Sep 7, 2022 5 min read Software Engineering

The difference between encoding, hashing, encryption and signing

I have run hundreds of phone/system design interviews, hired dozens of software engineers, and worked with them for years.

One of my best predictors of success is whether candidates knew:

what they were talking about
the limits of their knowledge

A bad engineer would pretend to know everything and bombard me with terms they don't understand. A good engineer would know what they don't know, and be open and honest about it.

In system design interviews, the vast majority of candidates would mention two of the terms below at one point or another. Inevitably, I would follow up towards the end of the interview: "Earlier, you mentioned X and Y. Could you please explain the difference?". Then, I would ask about the other terms.

Candidates that answered well tended to be quite strong technically. And almost all of them did very well on the job.

Is it a good interview question?

I don't like asking theoretical interview questions. Instead, I try to keep them as close as possible to what candidates would do on the job. So, is this a good interview question? I think so, because these terms pop up everywhere.

Working on security? You need to know the difference between encryption and signing. Working on caching? Hashing is your friend. Transferring some data? Encoding + encryption. Web 3? Hashing.

So if a software engineer does not understand these terms, it means they did not bother googling them. They chose ignorance. All day, every day.

Of course, this is a bit dramatic. Some engineers would not answer well, and they would still get hired. Usually because they showed some very good technical knowledge in other parts of the interview, and were good cultural fits. I blame their bad answers on their tiredness. Anecdotally, I can't remember any of those engineers misusing the terms on the job after answering the question incorrectly...

The definitions below are superficial and the bare minimum I would expect a candidate to answer to show a good grasp of the concepts.

Encoding

Encoding is the process of transforming data into another format to make it easier to consume by different systems or transfer over the network.

Encoding algorithms are reversible. It means that anybody with the encoded data and the algorithm could easily get back the original data.

Example 1: Base 64

The base 64 encoding algorithm is used to transform binary data into ASCII text using only the characters a to z, A to Z, + and / (and = for padding).
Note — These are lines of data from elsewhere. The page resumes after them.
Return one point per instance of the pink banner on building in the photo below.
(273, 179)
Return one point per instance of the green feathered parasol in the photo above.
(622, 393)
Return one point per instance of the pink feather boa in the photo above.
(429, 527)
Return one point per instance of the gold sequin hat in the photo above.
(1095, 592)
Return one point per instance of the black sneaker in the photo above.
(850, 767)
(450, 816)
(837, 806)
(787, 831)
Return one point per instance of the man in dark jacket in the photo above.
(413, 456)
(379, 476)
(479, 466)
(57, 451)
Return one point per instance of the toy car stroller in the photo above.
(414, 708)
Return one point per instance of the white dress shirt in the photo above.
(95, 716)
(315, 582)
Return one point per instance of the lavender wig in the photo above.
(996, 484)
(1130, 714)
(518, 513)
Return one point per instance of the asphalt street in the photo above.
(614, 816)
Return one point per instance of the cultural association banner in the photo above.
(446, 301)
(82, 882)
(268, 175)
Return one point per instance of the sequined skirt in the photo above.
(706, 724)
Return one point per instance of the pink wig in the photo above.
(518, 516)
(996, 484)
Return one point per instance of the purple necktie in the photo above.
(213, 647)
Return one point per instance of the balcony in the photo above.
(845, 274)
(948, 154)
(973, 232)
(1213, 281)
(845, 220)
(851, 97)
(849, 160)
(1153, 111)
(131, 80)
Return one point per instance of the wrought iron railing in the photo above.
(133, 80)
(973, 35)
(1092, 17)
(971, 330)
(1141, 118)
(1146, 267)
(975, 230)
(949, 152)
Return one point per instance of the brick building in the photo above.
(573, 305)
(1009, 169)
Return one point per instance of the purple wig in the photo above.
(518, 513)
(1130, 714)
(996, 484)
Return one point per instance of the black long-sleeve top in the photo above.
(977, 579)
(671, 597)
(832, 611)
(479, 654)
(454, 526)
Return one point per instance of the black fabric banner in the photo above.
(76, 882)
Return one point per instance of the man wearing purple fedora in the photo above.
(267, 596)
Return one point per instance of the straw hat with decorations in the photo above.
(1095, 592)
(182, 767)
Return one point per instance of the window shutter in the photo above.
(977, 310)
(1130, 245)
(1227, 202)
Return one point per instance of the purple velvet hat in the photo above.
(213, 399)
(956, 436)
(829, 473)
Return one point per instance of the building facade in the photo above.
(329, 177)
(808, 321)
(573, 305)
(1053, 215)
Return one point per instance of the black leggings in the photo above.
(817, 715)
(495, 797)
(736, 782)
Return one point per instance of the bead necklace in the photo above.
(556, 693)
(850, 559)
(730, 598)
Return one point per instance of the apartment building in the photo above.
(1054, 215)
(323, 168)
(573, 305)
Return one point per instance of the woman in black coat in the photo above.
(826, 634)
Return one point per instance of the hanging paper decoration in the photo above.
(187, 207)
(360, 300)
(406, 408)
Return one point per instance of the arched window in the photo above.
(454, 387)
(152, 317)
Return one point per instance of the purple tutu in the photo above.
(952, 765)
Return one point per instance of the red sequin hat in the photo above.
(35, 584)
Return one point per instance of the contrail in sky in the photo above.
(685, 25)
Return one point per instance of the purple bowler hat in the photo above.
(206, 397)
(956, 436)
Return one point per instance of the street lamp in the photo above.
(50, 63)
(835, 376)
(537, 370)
It is commonly used to embed binary data into HTML or to transfer email attachments. Base 64 encoding increases the size of the data by at least 33% (24 bits are encoded using 32 bits).

Example 2: Gzip

Gzip is an encoding algorithm used to compress and decompress files. It is used in conjunction with tar to archive files, or by web servers to save bandwidth. In fact, this article was probably gzipped on its way to you.

Note that gzip can only be seen as an encoding algorithm because it's lossless. According to our definition, a lossy compression algorithm such as jpeg would not be an encoding.

Hashing

Hashing is a one-way process that transforms data into another fixed-length value, usually represented textually by a hexadecimal string.

Due to its properties, hashing is non-reversible. It is technically possible to try to find the original data or create collision, but it is unfeasible in practice for modern hashing algorithms as it would require too much computing power (6500 CPU years and 100 GPU years for SHA1).

Example 1: PBKDF2

PBKDF2 is a key derivation function used for password hashing. It is intentionally slow to avoid brute-force attacks (and to store passwords securely, a unique salt should be used to avoid rainbow table attacks).

Example 2: md5

MD5 is a hashing algorithm widely used to check for file integrity because of its speed.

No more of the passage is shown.